CAPE CANAVERAL,
Fla. - When NASA's shuttle
Atlantis launches toward the International Space
Station (ISS) Sunday, it will kick off an intricate series of missions that
will--with each flight--leave the orbital laboratory closer to completion.
Atlantis'
six-astronaut crew are set
to launch spaceward at 4:30 p.m. EDT (2030 GMT) on Aug. 27 on NASA's STS-115
mission to deliver two new
solar wings and a massive pair of trusses to build up the station's port
side. The spaceflight is NASA's first major ISS construction mission since the 2003 Columbia accident.
"It's a
good feeling to be back in the space station assembly business," Paul Hill,
NASA's shuttle mission operations manager, told SPACE.com.
With a
frenetic schedule, new equipment, two back-to-back spacewalks
that must go as planned to deploy the new solar panels, and one final
extravehicular activity (EVA), the STS-115 mission has been touted as one of
NASA's most challenging to date. But in fact, it's just an appetizer.
"So it's
kind of a mixed feeling," Hill said. "It's really exciting to be getting back
into the construction business, but we're going back into that construction
business on the hardest things we've ever done."
Hill said NASA's
planned shuttle
flights, particularly those over the next 18 months, will be a marathon of
the most complex maneuvers ever conducted in space. While the agency and its
partners have performed many of the necessary tasks individually, future ISS construction
strings those actions together and requires a whole lot more of them, he added.
"The
assembly of the station on these flights has no parallel in space history,"

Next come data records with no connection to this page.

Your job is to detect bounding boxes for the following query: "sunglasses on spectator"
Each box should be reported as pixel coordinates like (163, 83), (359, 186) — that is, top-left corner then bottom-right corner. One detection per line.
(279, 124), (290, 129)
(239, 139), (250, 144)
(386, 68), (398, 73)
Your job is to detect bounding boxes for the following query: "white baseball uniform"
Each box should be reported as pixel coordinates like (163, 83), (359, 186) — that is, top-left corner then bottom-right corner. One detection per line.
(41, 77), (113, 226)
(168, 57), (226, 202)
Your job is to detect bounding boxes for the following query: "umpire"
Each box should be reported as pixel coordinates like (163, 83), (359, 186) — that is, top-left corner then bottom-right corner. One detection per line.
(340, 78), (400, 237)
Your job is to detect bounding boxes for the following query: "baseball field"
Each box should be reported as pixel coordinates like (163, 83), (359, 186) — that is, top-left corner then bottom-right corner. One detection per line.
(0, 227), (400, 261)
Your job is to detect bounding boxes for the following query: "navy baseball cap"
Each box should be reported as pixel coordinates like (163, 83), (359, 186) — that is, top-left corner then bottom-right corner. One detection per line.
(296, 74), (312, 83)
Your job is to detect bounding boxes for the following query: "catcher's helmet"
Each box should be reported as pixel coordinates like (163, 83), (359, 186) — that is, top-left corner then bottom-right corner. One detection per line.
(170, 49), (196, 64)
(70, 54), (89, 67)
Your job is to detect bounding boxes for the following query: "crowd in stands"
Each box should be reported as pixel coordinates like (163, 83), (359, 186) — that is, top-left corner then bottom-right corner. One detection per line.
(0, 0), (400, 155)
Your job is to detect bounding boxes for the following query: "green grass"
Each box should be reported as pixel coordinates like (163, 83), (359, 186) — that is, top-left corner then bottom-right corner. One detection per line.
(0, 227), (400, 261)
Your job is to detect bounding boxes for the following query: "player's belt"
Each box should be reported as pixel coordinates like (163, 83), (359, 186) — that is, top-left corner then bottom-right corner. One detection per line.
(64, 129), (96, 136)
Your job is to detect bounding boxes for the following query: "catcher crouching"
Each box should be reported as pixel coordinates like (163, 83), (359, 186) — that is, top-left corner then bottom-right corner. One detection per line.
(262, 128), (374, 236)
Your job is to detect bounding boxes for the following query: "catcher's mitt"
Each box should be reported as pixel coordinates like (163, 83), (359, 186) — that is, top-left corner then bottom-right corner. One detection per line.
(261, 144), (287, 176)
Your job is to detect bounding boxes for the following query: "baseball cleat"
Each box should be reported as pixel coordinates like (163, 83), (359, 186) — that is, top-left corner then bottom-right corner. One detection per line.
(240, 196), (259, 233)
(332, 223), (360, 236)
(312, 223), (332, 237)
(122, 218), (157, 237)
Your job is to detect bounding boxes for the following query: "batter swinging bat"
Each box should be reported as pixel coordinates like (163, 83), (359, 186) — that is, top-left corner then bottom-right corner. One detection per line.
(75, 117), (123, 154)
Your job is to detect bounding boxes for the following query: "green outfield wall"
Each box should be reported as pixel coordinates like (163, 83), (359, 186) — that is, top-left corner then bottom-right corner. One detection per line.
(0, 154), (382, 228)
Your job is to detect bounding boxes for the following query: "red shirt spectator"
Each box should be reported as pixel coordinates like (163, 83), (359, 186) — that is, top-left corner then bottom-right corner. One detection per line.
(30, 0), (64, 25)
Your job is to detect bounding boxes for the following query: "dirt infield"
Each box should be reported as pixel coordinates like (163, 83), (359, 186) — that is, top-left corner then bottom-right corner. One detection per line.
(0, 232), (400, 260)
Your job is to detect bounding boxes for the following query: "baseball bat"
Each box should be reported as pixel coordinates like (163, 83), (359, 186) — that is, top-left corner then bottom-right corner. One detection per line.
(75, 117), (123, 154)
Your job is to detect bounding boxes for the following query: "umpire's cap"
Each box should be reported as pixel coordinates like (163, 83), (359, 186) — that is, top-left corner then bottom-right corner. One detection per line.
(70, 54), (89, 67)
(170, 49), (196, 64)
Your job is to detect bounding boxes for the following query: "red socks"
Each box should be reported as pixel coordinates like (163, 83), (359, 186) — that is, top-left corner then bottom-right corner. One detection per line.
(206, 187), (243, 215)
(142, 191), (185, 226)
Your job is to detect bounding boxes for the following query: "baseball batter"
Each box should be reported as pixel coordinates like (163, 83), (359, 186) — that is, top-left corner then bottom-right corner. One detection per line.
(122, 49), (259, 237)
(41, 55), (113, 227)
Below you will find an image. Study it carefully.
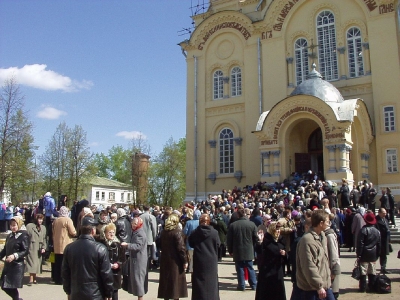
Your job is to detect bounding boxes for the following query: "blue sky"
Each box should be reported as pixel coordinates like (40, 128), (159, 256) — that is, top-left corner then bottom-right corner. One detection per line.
(0, 0), (200, 154)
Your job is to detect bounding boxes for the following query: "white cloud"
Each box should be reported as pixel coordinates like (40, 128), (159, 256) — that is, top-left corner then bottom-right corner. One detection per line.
(0, 64), (93, 92)
(36, 106), (67, 120)
(116, 131), (147, 140)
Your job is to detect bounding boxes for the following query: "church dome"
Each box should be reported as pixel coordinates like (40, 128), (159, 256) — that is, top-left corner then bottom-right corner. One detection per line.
(290, 64), (344, 103)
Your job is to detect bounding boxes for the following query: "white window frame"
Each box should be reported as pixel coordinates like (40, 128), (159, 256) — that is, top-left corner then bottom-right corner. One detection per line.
(218, 128), (235, 174)
(316, 10), (339, 81)
(383, 105), (396, 132)
(213, 70), (224, 100)
(294, 37), (309, 85)
(385, 148), (399, 173)
(231, 66), (242, 97)
(346, 27), (364, 78)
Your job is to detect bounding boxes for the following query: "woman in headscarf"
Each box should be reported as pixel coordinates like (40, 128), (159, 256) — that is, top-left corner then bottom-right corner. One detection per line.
(25, 214), (47, 286)
(183, 208), (199, 273)
(121, 217), (148, 300)
(0, 217), (29, 300)
(189, 214), (220, 300)
(256, 222), (286, 300)
(157, 214), (188, 299)
(52, 206), (76, 284)
(102, 223), (125, 300)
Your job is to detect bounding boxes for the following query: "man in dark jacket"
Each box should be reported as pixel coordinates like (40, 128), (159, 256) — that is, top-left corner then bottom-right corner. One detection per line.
(115, 208), (132, 243)
(376, 208), (390, 274)
(62, 217), (114, 300)
(368, 182), (378, 214)
(227, 208), (259, 291)
(356, 210), (381, 293)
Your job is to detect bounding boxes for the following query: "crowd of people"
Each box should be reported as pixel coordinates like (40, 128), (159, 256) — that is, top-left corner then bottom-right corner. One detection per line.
(0, 174), (399, 300)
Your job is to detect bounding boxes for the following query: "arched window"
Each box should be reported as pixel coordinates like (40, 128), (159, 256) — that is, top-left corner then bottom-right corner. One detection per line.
(347, 27), (364, 77)
(317, 11), (339, 81)
(214, 70), (224, 99)
(219, 128), (234, 174)
(294, 38), (308, 85)
(231, 67), (242, 97)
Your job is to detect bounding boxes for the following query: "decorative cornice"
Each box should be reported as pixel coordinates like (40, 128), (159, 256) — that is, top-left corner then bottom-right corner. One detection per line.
(233, 137), (243, 146)
(192, 11), (253, 48)
(336, 46), (346, 54)
(233, 171), (243, 183)
(271, 150), (281, 157)
(261, 151), (271, 159)
(206, 100), (245, 117)
(208, 172), (217, 184)
(326, 145), (336, 152)
(338, 83), (372, 99)
(208, 140), (217, 148)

Michael Sufferdini, NASA's ISS program manager. "It's like building a ship in
the middle of the ocean from the keel up."
Physically,
the space station is only 50
percent complete and contains only 40 percent of the pressurized volume--which
includes crew living and work space--it will have once NASA's planned
construction plan is fulfilled by 2010.
NASA plans
at least 15 more shuttle flights to complete the $100 billion space station
before retiring its three remaining orbiters. Once finished, the ISS will span
more than 300 feet (91 meters) with enough living space to rival a five-bedroom
home and support crews of up to seven astronauts, Hill said.
"We'll go
from a space station that's been a marvel in orbit, but only had a reasonably
small capability to do science, to a much larger space station that takes a
much lower effort to keep...going," Hill added.
Meticulously
choreographed spacewalks are planned not only for shuttle astronauts during ISS
construction flights, but also for station crews as well to ready the outpost
for each subsequent alteration.
Among the
drastic changes in appearance is next summer's planned move of the station's
Port 6 (P6) truss, which currently sprouts from the outpost's center with two
solar arrays at the end, to the tip of the segments to launch aboard Atlantis.
Cooling
systems must also be activated, and new trusses, solar arrays and two new
laboratories--Europe's Columbus module
and Japan's Kibo
segment, which carries the largest pressurized volume of any ISS component--still
wait here to be launched from NASA's Kennedy Space Center.
Launching
the international components and fulfilling NASA's obligations to its partner
nations in the ISS project, are critical not just to complete the ISS, but also
to reach beyond low-Earth orbit, NASA said.
"In my
mind, this world will not explore unless we go together," Sufferdini said.